Credit Card Payments Cycle
Learn how credit card transactions work
This guide covers the basics of the credit card payments cycle.
Credit card terms
Familiarize yourself with the basic concepts involved in a card transaction.
- Cardholder: The person to whom a credit card belongs.
- Issuing bank: The bank that issued the cardholder’s credit card.
- Processor: A third-party entity that handles the technical parts of credit card transactions on behalf of the merchant.
- Paypoint: In this context, a paypoint is an individual merchant.
- Sponsoring bank: Also known as an acquiring bank, the sponsoring bank acts as an intermediary between the merchant and the credit card networks.
The credit card process
Here’s an overview of the basic credit card process. It has three phases: authorization, clearing, and settlement.
Authorization phase
1 Paypoint
2 Card Processor
Processes the transaction details with the cardholder’s bank.
3 Cardholder Bank
Verifies the transaction and transmits the approval or decline back to the paypoint.

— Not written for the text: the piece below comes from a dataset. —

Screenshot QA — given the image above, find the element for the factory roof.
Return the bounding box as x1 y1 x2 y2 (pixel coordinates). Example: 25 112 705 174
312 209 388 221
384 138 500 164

The customer dips, taps, swipes, or manually enters the card info into the paypoint’s credit card terminal or website. Payabli supports acceptance of Visa, Mastercard, American Express, Discover, JCB, and Diners Club cards.
Information from the card is transmitted to the card processor.
The card processor sends transaction detail to the cardholder’s bank. The cardholder’s bank responds with an authorization or a decline and the card processor sends that to the paypoint’s terminal or website.
Clearing phase
1 Paypoint
2 Card Processor
Acquiring bank or processor sends the batch of authorized transactions to the appropriate payment networks for clearing.
3 Payment Networks
Networks route the transactions to the issuing banks.
4 Issuing Bank
Checks the transaction and records it as a debit to the cardholder’s account.
The paypoint gathers and transmits the batch of authorized transactions to the processor.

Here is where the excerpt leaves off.